Parece que para evitar essas distorções, esses mal-entendidos, esses mesmos mestres e muitos outros, ensinavam secretamente o Tantra, que passou a ser conhecido como veículo secreto, dharma secreto ou modo de vida secreto, pois de alguma forma sabiam que a compreensão errada, a prática mal entendida em suas bases, poderia ser mais prejudicial do que benéfica.

Mas afinal, o que há de secreto no tantra? Porque no ocidente passou a ser sinônimo de sexo? O que queriam evitar quando o denominaram de modo de vida secreto? Há algum perigo em suas práticas? Entender essas questões é primordial para entendermos o próprio sentido do tantrismo. Para tal, devemos nos recordar, que o tantra é uma tradição espiritual, um conjunto de conhecimentos e práticas profundamente enraizados na meditação, que se propoem a nos conduzir a um estado além do desejo, além do círculo de sofrimentos causado pelo apego aos prazeres sensoriais e não a um reforço do prazer através do desempenho de qualquer espécie.

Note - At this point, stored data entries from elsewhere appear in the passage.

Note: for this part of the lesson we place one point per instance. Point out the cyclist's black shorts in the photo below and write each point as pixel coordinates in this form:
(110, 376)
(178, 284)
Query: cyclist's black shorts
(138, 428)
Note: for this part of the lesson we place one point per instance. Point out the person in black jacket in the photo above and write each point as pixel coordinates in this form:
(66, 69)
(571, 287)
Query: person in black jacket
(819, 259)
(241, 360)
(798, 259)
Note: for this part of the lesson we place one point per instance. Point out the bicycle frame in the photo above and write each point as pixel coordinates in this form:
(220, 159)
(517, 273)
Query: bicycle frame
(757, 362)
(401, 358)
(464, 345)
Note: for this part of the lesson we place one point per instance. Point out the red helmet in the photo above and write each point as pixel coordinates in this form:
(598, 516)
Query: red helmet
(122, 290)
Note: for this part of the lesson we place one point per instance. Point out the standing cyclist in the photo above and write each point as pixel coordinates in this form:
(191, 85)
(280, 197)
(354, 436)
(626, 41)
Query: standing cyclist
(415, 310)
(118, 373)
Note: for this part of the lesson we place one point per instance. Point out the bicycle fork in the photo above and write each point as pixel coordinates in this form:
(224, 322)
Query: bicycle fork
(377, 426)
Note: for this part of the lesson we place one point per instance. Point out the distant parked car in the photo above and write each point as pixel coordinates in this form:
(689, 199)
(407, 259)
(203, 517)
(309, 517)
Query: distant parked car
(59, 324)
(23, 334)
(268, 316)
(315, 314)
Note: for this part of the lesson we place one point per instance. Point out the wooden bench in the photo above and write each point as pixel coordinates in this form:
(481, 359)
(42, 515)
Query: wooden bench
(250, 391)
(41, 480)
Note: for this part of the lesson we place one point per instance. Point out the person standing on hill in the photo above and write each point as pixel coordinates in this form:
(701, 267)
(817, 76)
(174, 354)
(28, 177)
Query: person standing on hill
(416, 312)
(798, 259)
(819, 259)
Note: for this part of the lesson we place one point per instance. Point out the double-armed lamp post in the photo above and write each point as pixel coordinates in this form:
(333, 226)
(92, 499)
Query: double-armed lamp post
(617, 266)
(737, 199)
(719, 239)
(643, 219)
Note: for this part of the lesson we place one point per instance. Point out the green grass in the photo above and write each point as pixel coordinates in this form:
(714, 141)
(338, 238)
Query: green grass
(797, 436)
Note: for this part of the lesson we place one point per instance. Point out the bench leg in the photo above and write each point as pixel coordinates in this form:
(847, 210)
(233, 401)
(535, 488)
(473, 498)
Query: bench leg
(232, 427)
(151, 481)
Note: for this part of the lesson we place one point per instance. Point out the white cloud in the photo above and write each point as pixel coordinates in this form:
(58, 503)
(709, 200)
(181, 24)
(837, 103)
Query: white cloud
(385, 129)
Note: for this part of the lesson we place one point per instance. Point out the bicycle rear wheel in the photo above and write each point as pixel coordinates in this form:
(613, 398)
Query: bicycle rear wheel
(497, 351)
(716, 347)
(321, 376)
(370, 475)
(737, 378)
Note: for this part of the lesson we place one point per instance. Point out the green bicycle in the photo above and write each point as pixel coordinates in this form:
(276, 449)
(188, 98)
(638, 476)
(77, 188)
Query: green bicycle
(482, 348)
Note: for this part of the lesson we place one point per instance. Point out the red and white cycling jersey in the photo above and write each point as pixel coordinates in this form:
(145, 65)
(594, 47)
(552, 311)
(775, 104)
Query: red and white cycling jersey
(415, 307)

Entretanto, o que diferencia o tantra das demais tradições e o que o torna exclusivo e tido como um caminho elevado para a iluminação é justamente o uso do “veneno” como o antídoto do próprio “veneno”, isto é, penetrar em nossa própria ilusão para superar a ilusão, penetrar em nosso próprio desejo, para superar o desejo. Esta é a chave principal do tantra: permitir entrar na sexualidade, de forma consciente e contemplativa, para ir além das próprias amarras do sexual, se permitir adentrar na raiva, para superar as ilusões da raiva. Isto é, só iremos transcender algo, se pudermos vivenciar esse algo de forma plena, consciente e meditativa. Em leu livro, O Mundo do Budismo Tibetano, encontramos a seguinte exposição do atual Dalai Lama:

(...) Portanto, num sentido, podemos dizer que é a própria ilusão – na forma da sabedoria derivada da ilusão – que efetivamente distrói as ilusões, pois é essa bem-aventurada experiência da Vacuidade, induzida pelo desejo sexual, que dissolve a força dos impulsos sexuais... Essa utilização das ilusões, como parte integrante do caminho da iluminação, é uma característica exclusiva doTantra”. (p.142)

Outra característica importante do Tantra é ser considerado um método que lida com características femininas, como a sensibilidade, a percepção, a intuição, o relaxamento, em contraponto com as tradições e sistemas eminentemente masculinos, que lidam com a resistência, o esforço, a superação, a ação. Quanto a isso, o mestre indiano Osho, compara as tradições tântricas com a tradição do yoga e afirma serem tradições não só diferentes, como até mesmo opostas. Enquanto o yoga é uma tradição masculina, yang, solar, onde o praticante é estimulado através do esforço e da ação a superar a si mesmo, superar a dor, aprimorar a postura e a resistência, o tantra é uma tradição feminina, yin, lunar, onde se trabalha a capacidade de relaxamento, de prazer, de seguir nossa natureza de forma meditativa e não lutar contra ela.